The Grievance Board has repeatedly held that a school board has no discretion when the requirement to assign a substitute is triggered under § 18A-4-15. The statute “requires a county board of education to employ substitute school service personnel to temporarily fill vacancies in newly created positions prior to employment of a school service employee in such position on a regular basis in accordance with W. Va. Code § 18A-4-8b. See Hall v. Mingo County Bd. of Educ., Docket No. 97-29-420 (Jan. 21, 1998); Byers v. Marion County Bd. of Educ., Docket No. 94-24-388 (Dec. 29, 1995).” Owens v. Lincoln County Bd. of Educ., Docket No. 97-22-121 (Feb. 11, 1998) (Emphasis added). “[§ 18A-4-15] requires that substitutes be called to fill ‘true vacancies,’ whether those vacancies result from the resignation, transfer, retirement, permanent disability, or death of a regular employee, or the creation of an entirely new position.” Hall, supra.
This issue has been addressed by the Grievance Board, and it is clear that preferred recall status employees have no right to usurp the rights of substitutes. In Byers v. Marion County Bd. of Educ., Docket No. 94-24-388 (Dec. 29, 1995), the board of education provided when a position was anticipated to extend beyond five days, whether due to a vacancy or leave, priority was given to preferred recall employees, over substitutes, in performing these assignments. The following language from Byers is applicable to the instant situation:
Clearly, MCBE's policy and practice of taking preferred recall aides, or any other similar service employees, "out of rotation" on the substitute list and giving them all of the substitute jobs of five or more days' duration is violative of Code §18A-4-15. Moreover, nothing in Code §18A-4-8b gives employees on the preferred recall list preference rights over substitute employees for temporary, substitute assignments of five days or longer.
The administrative law judge went on to determine that only when positions are posted and filled pursuant to § 18A-4-8b “would regular service employees and those on preferred recall have priority over substitute service employees for the jobs.” Byers, supra.

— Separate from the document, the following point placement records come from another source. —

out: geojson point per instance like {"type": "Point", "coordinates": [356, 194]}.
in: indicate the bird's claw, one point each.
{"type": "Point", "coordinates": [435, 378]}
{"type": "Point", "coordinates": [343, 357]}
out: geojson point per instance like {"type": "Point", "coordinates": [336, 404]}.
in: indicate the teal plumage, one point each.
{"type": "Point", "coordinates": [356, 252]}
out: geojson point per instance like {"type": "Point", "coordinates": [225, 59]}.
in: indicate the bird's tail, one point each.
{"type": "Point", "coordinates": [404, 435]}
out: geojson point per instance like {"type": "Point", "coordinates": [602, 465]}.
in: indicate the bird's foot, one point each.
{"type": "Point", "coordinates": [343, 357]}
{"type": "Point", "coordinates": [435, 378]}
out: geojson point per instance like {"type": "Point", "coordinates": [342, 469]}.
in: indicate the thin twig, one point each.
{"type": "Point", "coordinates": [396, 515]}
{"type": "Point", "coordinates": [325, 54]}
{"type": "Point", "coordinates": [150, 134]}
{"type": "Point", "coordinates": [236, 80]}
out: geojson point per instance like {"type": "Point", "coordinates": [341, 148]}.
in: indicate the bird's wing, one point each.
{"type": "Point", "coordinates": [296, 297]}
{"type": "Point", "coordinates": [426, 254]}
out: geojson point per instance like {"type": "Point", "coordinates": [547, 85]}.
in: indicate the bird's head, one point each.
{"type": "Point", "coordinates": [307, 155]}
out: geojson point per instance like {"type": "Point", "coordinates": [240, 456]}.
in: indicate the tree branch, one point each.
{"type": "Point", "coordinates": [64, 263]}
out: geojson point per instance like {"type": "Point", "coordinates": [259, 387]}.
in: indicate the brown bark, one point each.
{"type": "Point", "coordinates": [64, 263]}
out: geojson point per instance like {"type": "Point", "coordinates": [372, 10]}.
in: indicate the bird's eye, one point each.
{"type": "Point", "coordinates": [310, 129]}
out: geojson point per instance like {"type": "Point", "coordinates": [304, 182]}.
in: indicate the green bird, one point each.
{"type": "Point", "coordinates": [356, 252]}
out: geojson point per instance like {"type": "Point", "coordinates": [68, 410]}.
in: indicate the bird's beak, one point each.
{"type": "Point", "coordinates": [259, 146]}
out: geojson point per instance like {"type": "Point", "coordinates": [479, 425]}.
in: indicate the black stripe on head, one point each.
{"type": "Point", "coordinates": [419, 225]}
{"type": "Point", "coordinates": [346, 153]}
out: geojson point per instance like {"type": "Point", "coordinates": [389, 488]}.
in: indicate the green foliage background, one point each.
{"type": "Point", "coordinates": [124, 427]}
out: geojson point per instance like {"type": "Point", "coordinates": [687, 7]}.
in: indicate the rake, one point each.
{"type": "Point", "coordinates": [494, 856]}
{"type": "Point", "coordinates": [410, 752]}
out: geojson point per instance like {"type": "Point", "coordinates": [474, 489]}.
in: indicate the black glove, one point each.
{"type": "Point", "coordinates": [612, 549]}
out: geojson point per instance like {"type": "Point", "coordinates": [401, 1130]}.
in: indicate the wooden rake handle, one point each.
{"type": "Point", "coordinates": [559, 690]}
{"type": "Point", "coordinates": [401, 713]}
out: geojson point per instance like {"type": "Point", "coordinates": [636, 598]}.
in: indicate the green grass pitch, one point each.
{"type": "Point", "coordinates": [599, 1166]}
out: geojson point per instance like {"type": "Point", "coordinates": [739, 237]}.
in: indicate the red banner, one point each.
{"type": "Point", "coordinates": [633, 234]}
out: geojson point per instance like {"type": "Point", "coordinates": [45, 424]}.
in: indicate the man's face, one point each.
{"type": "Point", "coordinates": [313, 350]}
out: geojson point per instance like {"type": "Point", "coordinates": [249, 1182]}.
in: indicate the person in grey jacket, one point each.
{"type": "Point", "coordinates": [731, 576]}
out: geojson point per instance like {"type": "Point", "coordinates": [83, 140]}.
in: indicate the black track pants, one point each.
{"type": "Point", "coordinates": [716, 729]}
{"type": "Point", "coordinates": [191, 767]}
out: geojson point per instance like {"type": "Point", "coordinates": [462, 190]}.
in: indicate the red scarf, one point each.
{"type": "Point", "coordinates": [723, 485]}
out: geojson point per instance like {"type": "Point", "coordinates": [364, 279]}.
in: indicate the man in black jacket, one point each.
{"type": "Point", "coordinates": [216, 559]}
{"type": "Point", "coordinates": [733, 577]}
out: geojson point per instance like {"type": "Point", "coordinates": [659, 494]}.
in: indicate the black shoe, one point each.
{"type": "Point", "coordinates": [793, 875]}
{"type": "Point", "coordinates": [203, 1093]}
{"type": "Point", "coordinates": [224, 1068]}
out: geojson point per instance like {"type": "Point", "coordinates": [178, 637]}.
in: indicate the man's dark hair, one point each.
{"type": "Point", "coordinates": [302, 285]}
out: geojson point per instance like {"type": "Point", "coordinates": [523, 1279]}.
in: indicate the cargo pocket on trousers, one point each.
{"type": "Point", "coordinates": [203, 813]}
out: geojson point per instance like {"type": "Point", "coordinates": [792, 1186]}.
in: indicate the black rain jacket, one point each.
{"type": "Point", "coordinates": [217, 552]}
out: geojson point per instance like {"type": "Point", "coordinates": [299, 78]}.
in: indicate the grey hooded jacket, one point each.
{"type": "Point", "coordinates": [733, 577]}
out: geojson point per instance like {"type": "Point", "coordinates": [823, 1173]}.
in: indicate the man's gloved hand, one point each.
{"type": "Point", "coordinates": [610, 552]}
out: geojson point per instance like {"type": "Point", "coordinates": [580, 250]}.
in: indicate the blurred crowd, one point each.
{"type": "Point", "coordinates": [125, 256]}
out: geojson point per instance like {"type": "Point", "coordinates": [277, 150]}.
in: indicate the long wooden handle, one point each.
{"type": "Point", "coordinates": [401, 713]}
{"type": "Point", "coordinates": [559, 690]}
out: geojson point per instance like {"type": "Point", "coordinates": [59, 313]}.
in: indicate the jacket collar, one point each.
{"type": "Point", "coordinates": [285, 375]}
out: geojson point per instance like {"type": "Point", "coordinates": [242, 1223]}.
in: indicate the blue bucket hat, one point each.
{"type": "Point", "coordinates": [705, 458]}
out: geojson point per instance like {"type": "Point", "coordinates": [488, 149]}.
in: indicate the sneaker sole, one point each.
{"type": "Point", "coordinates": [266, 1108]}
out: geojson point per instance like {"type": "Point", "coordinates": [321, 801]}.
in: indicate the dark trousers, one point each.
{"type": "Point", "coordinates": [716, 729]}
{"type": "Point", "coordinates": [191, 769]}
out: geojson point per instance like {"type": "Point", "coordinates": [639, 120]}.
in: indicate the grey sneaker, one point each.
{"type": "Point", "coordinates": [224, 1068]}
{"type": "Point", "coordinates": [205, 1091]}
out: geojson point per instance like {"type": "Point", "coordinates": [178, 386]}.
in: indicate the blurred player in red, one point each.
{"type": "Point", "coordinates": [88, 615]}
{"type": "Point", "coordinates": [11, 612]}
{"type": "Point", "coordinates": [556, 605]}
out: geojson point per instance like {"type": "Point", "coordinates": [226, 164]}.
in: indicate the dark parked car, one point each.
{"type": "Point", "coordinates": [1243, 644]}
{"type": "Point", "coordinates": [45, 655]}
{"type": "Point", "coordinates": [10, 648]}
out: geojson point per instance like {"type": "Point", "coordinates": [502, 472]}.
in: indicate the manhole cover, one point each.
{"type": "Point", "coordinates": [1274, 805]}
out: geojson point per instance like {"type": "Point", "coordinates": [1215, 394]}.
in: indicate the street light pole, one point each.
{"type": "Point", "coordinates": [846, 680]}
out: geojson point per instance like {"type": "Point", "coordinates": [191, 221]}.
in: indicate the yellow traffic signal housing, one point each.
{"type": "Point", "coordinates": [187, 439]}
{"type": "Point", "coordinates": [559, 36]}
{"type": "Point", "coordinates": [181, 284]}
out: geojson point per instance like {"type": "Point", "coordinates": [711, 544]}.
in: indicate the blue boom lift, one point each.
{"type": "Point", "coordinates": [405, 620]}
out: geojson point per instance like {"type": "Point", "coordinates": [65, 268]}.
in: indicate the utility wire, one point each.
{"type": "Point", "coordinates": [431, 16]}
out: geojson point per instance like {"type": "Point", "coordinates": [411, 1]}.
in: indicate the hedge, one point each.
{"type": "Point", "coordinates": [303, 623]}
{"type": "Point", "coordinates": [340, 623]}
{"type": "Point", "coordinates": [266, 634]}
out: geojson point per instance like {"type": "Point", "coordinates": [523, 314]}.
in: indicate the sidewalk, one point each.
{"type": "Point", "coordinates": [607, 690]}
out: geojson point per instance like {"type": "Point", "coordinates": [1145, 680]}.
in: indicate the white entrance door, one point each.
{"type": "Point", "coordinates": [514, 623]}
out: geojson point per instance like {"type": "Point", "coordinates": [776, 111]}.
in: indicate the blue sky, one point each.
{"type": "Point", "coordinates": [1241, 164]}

The Byers ruling was affirmed in Hall, supra, a case in which preferred recall employees were given preference in filling vacancies until they were posted and filled, rather than calling substitutes in rotation. Again, the Grievance Board recognized that, until positions are filled on a permanent basis, the county “shall employ substitute service personnel to perform these duties.” Id. (Emphasis in original). The decision also noted that it is posted vacant positions that represent the “job openings” to which preferred recall employee are entitled over all others except current regular employees.
Most recently the Grievance Board addressed this issue in Swaim v. Morgan County Bd. of Educ., Docket No. 2012-0263-MorED (Sept. 20, 2012) and clearly held that “As an employee on preferred recall, Grievant could not be placed in a substitute position ahead of employees on the substitute list.”